Penyalahgunaan anggaran seperti praktek mark-up atau menaikkan nilai proyek dapat ditemukan dari
pemeriksaan Rencana Anggaran dan Biaya (RAB) yang disusun oleh perusahaan
konstruksi ketika mengikuti tender proyek. Auditor yang sedang melaksanakan
proses audit juga dapat meminta bantuan kepada ahli konstruksi untuk menilai
Rencana Anggaran dan Biaya (RAB). Korupsi dapat terindikasi jika RAB tidak
sesuai dengan Detail Engineering Design
(DED) proyek konstruksi tersebut. Estimasi nilai proyek yang terdapat pada DED
merupakan estimasi sebenarnya berapa seharusnya nilai proyek tersebut ditenderkan.
Auditor dapat menilai kembali RAB yang telah dibuat oleh perusahaan konstruksi
dan membandingkannya dengan nilai proyek yang seharusnya. Penyalahgunaan
anggaran terjadi saat nilai proyek yang tercantum pada RAB saat mengikuti
tender berbeda dengan nilai proyek yang semestinya. Untuk praktek manipulasi
terhadap harga satuan barang atau material, pengungkapannya sulit untuk
dilakukan. Hal ini disebabkan pada perusahaan konstruksi, praktek inilah yang
sebenarnya memberikan keuntungan finansial pada perusahaan ketika biaya
operasional perusahaan dipergunakan untuk memberikan fee kepada pejabat pemerintah. Umumnya dalam pelaksanaan proyek perusahaan
konstruksi sudah memiliki kerjasama dengan supplier.
Dalam hal ini sangat mungkin akan timbul āhubungan istimewaā antara perusahaan
konstruksi dengan supplier untuk
menutupi praktek ini. Auditor dapat mengirimkan konfirmasi seperti halnya pengiriman
konfirmasi hutang kepada supplier.
Konfirmasi ini juga harus dikolaborasikan dengan bukti-bukti lain misalnya
faktur transaksi. Namun, dalam prakteknya supplier
akan tetap memberikan informasi bahwa harga satuan barang atau material yang
dipergunakan oleh perusahaan konstruksi dalam menyusun RAB adalah sama dengan
harga satuan yang telah ditetapkan sesuai peraturan. Tentu saja hal ini akan mempersulit auditor
untuk menemukan kecurangan penyalahgunaan anggaran meskipun sebenarnya
penyalahgunaan anggaran tersebut telah terjadi.
Proses audit untuk mengungkap penyalahgunaan anggaran ini jika
sekiranya dapat dilaksanakan memiliki implikasi yang baik bagi investasi untuk
perusahaan-perusahaan jasa konstruksi. Seperti diketahui bahwa saat ini telah
ada tiga perusahaan BUMN kontraktor yang terdaftar di Bursa Efek Indonesia.
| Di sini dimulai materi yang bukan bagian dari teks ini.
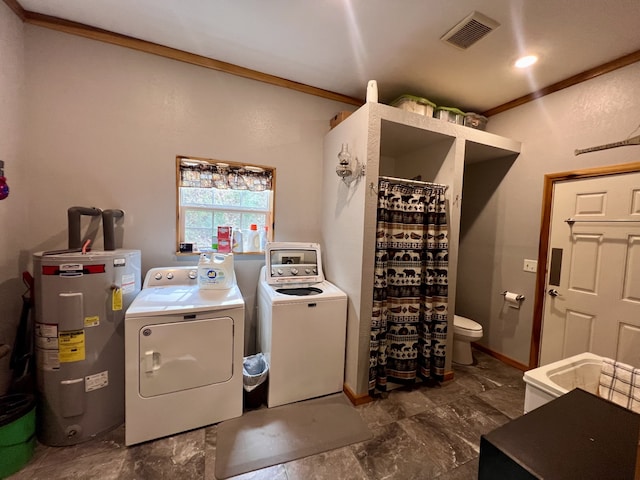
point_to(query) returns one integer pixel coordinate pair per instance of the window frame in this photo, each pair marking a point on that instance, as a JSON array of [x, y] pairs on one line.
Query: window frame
[[180, 209]]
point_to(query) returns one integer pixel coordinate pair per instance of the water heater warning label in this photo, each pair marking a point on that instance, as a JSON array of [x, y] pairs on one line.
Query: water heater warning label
[[94, 382], [71, 346]]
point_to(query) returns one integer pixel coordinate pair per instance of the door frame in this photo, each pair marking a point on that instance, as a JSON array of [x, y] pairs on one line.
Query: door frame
[[543, 247]]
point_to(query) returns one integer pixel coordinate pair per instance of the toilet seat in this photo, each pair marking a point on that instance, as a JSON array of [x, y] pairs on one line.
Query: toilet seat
[[466, 326]]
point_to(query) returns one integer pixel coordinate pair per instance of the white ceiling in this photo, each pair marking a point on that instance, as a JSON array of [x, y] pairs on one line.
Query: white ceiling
[[338, 45]]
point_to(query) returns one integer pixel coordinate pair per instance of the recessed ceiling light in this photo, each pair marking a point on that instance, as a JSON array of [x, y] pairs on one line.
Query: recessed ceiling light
[[527, 61]]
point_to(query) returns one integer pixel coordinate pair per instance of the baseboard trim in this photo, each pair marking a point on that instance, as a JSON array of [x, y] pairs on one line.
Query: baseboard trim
[[502, 358], [354, 398]]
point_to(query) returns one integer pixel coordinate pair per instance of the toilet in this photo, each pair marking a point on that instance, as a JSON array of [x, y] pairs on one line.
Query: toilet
[[465, 331]]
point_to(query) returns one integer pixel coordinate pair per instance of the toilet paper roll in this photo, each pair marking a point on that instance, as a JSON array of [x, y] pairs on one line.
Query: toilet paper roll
[[512, 299]]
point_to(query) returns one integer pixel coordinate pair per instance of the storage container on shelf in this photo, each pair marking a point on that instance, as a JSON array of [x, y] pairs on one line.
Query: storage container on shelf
[[475, 120], [450, 114], [414, 104]]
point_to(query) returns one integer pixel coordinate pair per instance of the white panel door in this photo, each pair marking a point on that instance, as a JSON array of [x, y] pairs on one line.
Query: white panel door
[[593, 273]]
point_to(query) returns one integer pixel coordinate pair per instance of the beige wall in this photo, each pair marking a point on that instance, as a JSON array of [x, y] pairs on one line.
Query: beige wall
[[502, 201], [13, 209]]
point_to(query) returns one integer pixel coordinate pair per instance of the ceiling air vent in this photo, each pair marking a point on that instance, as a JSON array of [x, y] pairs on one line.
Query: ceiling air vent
[[470, 30]]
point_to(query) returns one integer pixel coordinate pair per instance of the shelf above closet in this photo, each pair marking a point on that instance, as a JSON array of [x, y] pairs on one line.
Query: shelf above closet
[[403, 132]]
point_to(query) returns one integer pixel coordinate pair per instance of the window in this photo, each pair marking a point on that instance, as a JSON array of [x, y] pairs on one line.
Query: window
[[212, 194]]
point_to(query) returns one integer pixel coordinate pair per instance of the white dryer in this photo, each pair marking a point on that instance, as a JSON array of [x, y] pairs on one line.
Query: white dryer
[[183, 355], [302, 320]]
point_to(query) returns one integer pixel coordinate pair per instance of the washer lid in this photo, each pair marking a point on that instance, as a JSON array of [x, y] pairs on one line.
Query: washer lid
[[290, 263]]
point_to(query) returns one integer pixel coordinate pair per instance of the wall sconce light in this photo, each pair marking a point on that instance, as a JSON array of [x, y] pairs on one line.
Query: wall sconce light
[[4, 188], [346, 169]]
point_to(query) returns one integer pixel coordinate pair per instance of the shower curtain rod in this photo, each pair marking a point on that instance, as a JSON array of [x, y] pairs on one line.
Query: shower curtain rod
[[413, 182]]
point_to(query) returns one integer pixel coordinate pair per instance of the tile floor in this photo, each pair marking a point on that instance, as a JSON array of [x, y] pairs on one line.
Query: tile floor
[[420, 433]]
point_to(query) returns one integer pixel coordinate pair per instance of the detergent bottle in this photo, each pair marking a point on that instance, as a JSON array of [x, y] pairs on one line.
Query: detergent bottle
[[252, 239], [216, 271]]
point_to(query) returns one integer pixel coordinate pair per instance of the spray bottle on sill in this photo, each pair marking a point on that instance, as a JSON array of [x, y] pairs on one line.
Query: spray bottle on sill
[[237, 241], [216, 272], [253, 239], [264, 235]]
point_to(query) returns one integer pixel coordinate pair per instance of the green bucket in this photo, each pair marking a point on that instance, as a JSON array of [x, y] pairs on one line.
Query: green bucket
[[17, 432]]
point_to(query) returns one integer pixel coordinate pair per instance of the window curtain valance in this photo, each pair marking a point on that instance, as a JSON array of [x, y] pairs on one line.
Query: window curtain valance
[[202, 174]]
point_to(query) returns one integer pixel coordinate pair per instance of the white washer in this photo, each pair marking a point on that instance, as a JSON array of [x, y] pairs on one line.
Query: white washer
[[302, 320], [183, 355]]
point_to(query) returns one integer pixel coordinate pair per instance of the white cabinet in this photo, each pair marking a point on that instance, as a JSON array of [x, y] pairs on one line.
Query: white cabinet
[[396, 143]]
Ketiga perusahaan tersebut adalah PT. Pembangunan Perumahan (Persero), PT.
Wijaya Karya (Persero), dan PT. Adhi Karya (Persero). Proses audit akan
membantu perusahaan dalam menyediakan informasi yang lebih relevan dan reliabel
bagi para investor dan konstituen laporan keuangan yang lain. Salah satu
caranya adalah dengan melakukan pengungkapan tambahan dalam laporan keuangan
perusahaan. Item-item yang ditambahkan tersebut misalnya saja metode pengakuan
pendapatan, dasar untuk klasifikasi aktiva dan kewajiban lancar, pengaruh
setiap revisi estimasi, dan jumlah pekerjaan dalam kontrak yang belum selesai.
Selain itu, perusahaan juga dapat memberikan informasi mengenai usaha-usaha
yang dilakukan untuk menyelesaikan proyek tepat waktu dan proyek-proyek apa
saja yang akan dikerjakan oleh perusahaan dalam waktu depan. Pengungkapan penuh
(full disclosure) dalam laporan
keuangan juga merupakan peran audit untuk menjaga agar perusahaan tidak
melakukan penyalahgunaan anggaran.
Perusahaan konstruksi juga akan lebih transparan dan
akuntabel dalam pelaksanaan kegiatan perusahaan, khususnya pada proses tender
dan pelaksanaan pembangunan proyek. Perusahaan juga dapat beroperasi dengan
lebih efisien jika transparansi dan akuntabilitas anggaran sudah dilakukan. Seperti
diketahui bersama, tingkat solvabilitas perusahaan konstruksi tinggi. Hal ini
karena perusahaan konstruksi sebagian besar pendanaannya dengan hutang
(Soetedjo, 2009). Jika solvabilitas tinggi tetapi didukung oleh efisiensi
pelaksanaan proyek sehingga target margin laba tetap terjaga, hal ini bukanlah
suatu masalah bagi perusahaan. Namun demikian, harus tetap dilihat kemampuan
perusahaan membayar bunga dari laba operasi. Informasi seperti ini tentu saja
diperlukan oleh pihak-pihak yang berkepentingan, misalnya kreditur.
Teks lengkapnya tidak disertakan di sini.